Para além da importância das transferências sociais no rendimento das famílias, deve salientar-se que esse fator se torna ainda mais significativo quando se trata de um país, como Portugal, onde as discrepâncias na distribuição do rendimento são tão flagrantes.
Os dados estatísticos tratados pelo economista Eugénio Rosa ilustram algumas das disparidades económicas entre as famílias portuguesas. Por exemplo, considerando os diferentes escalões de rendimento (do IRS) e a sua evolução recente, entre os escalões 01 (o mais baixo) e 11 (o mais elevado), a diferença era de 156 vezes superior neste último escalão, no ano de 2011, tendência que se acentuou ao longo da última década, situando-se em 189 vezes, no ano 2019.
Mas, mais do que isso, a mesma fonte revela que os escalões intermédios do rendimento são os que mais viram os seus ganhos reduzidos entre 2011 e 2019 (nomeadamente os escalões 06, 07, 08 e 09 do IRS), o que comprova claramente a tendência de estagnação ou de quebra dos rendimentos da classe média, iniciada com a chegada da troika, em 2011, e que não conseguiu recuperar até ao atual ciclo de pandemia.
Relatórios recentes da OCDE vão no mesmo sentido. Em 2018 os 10% mais ricos do nosso país controlavam 52,1% da riqueza criada. Por sua vez, os níveis salariais dos 20% de famílias com melhor remuneração eram 5,6 vezes superiores aos 20% de famílias com salários mais baixos.
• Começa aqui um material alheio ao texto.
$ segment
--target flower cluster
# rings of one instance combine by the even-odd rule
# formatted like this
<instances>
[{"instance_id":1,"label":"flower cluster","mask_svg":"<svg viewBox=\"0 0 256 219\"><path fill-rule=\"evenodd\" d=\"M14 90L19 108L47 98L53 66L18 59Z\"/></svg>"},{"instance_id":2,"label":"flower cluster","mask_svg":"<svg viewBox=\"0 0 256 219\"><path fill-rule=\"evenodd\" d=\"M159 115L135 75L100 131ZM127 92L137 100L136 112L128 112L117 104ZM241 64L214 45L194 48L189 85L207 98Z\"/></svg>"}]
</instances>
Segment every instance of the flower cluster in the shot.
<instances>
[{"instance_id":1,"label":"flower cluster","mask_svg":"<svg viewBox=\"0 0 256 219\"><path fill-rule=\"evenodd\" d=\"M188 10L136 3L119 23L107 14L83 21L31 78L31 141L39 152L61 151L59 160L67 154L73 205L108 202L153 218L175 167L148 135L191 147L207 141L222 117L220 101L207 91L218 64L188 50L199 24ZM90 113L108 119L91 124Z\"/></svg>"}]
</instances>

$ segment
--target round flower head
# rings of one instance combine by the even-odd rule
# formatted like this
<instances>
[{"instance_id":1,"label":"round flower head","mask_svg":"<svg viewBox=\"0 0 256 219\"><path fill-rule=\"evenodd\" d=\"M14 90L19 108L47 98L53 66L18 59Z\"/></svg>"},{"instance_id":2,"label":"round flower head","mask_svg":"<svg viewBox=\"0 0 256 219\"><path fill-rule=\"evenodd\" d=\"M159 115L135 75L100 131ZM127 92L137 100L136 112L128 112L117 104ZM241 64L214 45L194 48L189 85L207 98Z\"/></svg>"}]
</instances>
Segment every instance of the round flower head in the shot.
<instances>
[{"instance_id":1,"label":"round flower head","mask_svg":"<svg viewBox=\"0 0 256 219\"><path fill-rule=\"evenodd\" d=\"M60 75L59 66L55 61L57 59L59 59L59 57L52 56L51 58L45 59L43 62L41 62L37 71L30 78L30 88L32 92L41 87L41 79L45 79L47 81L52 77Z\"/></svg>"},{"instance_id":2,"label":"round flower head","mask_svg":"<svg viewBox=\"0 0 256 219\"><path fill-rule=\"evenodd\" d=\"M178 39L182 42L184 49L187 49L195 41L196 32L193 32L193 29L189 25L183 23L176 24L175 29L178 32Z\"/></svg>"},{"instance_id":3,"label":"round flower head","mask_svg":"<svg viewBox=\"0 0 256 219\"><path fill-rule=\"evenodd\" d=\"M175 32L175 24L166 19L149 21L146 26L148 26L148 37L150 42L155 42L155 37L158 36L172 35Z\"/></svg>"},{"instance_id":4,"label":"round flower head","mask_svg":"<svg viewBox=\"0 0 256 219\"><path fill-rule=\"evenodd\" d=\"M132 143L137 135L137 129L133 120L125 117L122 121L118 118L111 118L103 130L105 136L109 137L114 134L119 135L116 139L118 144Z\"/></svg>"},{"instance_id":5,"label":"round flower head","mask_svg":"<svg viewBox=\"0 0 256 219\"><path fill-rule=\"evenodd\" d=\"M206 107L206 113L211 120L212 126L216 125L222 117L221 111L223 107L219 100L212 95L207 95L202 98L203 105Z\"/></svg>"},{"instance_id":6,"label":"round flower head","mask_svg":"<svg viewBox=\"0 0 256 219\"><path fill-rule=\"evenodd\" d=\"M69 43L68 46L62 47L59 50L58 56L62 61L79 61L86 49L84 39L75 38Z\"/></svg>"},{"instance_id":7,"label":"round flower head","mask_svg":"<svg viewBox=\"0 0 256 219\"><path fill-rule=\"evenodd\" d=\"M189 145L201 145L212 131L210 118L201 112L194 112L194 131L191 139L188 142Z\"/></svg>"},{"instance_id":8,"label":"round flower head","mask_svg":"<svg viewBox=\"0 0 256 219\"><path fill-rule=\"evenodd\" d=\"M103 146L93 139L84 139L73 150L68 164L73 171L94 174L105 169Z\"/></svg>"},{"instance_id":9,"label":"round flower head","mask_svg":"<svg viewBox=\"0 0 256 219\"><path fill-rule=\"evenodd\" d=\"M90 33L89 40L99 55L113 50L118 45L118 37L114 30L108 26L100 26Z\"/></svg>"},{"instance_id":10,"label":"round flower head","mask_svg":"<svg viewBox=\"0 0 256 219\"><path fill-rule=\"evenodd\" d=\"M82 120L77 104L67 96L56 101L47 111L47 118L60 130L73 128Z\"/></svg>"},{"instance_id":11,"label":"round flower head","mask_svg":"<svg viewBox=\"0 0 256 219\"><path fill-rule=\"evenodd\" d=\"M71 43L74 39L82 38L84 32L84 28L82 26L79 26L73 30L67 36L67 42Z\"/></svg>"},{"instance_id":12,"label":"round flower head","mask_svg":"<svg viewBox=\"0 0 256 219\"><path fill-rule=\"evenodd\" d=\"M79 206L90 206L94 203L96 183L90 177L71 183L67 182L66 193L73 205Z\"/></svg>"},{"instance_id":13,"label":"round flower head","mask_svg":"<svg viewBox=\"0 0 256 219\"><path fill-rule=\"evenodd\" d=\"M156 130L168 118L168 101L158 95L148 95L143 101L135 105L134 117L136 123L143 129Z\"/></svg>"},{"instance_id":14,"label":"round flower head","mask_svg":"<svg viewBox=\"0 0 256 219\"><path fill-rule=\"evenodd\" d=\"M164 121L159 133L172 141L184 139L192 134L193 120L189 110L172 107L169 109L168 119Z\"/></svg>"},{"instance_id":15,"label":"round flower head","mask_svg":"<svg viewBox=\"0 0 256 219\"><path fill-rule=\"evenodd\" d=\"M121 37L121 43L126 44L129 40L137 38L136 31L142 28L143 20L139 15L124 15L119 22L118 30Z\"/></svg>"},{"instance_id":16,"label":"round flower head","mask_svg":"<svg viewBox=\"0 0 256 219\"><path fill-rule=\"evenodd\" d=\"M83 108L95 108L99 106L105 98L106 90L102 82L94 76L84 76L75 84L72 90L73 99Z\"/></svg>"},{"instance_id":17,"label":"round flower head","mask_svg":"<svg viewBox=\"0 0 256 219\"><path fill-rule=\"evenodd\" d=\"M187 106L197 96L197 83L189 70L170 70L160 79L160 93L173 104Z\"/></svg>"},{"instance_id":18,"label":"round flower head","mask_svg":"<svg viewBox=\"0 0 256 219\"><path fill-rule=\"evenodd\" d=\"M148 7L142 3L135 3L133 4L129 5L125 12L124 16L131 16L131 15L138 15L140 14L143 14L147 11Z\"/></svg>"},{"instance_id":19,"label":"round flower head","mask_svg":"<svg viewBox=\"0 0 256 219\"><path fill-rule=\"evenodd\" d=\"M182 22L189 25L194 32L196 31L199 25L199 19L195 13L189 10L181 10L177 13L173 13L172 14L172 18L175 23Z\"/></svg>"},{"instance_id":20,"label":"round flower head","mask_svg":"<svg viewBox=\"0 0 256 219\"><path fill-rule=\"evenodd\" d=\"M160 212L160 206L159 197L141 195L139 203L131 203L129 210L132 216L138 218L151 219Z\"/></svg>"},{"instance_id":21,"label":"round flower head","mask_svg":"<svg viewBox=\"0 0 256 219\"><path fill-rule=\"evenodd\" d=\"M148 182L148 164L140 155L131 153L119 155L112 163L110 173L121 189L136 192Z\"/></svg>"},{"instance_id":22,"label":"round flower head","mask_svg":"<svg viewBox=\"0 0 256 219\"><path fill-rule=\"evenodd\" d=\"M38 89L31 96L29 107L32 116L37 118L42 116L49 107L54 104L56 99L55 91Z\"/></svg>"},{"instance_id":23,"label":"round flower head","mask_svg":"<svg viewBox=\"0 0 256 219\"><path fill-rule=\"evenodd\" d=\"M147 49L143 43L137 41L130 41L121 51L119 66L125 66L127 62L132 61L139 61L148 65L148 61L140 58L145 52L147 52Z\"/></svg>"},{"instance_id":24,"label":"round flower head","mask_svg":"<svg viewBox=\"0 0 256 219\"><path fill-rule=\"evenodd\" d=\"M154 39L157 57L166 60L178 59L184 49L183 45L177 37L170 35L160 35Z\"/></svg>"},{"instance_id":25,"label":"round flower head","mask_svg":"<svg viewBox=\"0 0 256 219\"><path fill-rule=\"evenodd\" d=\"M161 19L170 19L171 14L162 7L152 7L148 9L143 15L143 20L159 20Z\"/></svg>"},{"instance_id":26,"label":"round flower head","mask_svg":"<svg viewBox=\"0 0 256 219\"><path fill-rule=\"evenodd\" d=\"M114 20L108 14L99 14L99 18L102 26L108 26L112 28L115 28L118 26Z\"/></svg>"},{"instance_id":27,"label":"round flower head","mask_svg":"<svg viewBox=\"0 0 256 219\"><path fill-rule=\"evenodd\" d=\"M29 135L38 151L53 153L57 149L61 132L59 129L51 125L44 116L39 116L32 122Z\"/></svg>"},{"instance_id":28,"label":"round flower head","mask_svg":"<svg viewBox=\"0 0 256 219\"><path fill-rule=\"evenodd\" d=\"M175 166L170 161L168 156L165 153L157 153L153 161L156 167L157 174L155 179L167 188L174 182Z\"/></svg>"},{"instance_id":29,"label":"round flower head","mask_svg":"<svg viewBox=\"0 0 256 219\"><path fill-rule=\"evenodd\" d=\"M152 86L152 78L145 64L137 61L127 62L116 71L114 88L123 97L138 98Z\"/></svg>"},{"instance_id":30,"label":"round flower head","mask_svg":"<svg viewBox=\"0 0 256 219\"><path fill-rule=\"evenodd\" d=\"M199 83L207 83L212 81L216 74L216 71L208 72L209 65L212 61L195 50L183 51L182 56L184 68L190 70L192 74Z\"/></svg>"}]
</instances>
Como sabemos, o período da crise financeira de há dez anos foi bastante penalizador para as famílias portuguesas, fazendo disparar a incidência da pobreza, que, segundo os dados do INE, se agravou de 17,9% (em 2009) para 24,2% (em 2014), descendo novamente no período seguinte para 17,2%, em 2018 (PORDATA, «Inquérito às Condições de Vida e Rendimento (2004‑2019)».
Deve também recordar-se que as perdas de rendimento mais acentuadas ocorreram entre os decis mais elevados do rendimento equivalente, o que significa uma redução substancial do poder de compra da classe média. Isto reflete-se no plano subjetivo, e as expectativas são um elemento fulcral da economia.
Um documento recente da OCDE onde há referências específicas ao nosso país – “How’s Life in Portugal?, 2020” – revela que, na perceção subjetiva das famílias, o risco de pobreza se relaciona sobretudo com o endividamento, em particular com as despesas com a habitação (21% despendem mais de 40% do rendimento nesse item) e que cerca de 35% dos portugueses temem cair na pobreza se tiverem de renunciar a três meses de salário.
Se é verdade que o vírus não escolheu entre ricos e pobres, os meios preventivos a que uns e outros puderam e podem recorrer, continuam a pautar-se por desigualdades e barreiras abissais. As estatísticas das mortes estão aí para o provar. A pandemia ajudou a pôr a nu os limites e distorções da lógica mercantilista do neoliberalismo, designadamente em áreas decisivas como a saúde e a educação. Alterou ritmos de vida, conceções de tempo e de espaço e abriu caminho a novas dinâmicas de empreendedorismo e de negócio, mas também estimulou novas patologias sociais e vulnerabilidades.
Até agora, ela revelou-se sobretudo um acelerador de processos já em curso, sendo o campo da digitalização, da fragmentação do trabalho, da precariedade e da “plataformização” dos empregos alguns exemplos disso. Por outro lado, as linhas orientadoras do Plano de Recuperação e Resiliência sugerem um redirecionamento do modelo económico vigente, ao priorizar o digital, o ambiente e o combate às desigualdades.
Resta saber se o país será capaz de mobilizar as suas forças vivas na base de projetos sustentáveis e coerentes em todas essas matérias, o que requer um plano estratégico que não só revigore a economia, mas reequilibre a sociedade, o território e a demografia do país. Sem uma economia incrustada na sociedade e ao serviço da coesão dificilmente o elevador social voltará a funcionar.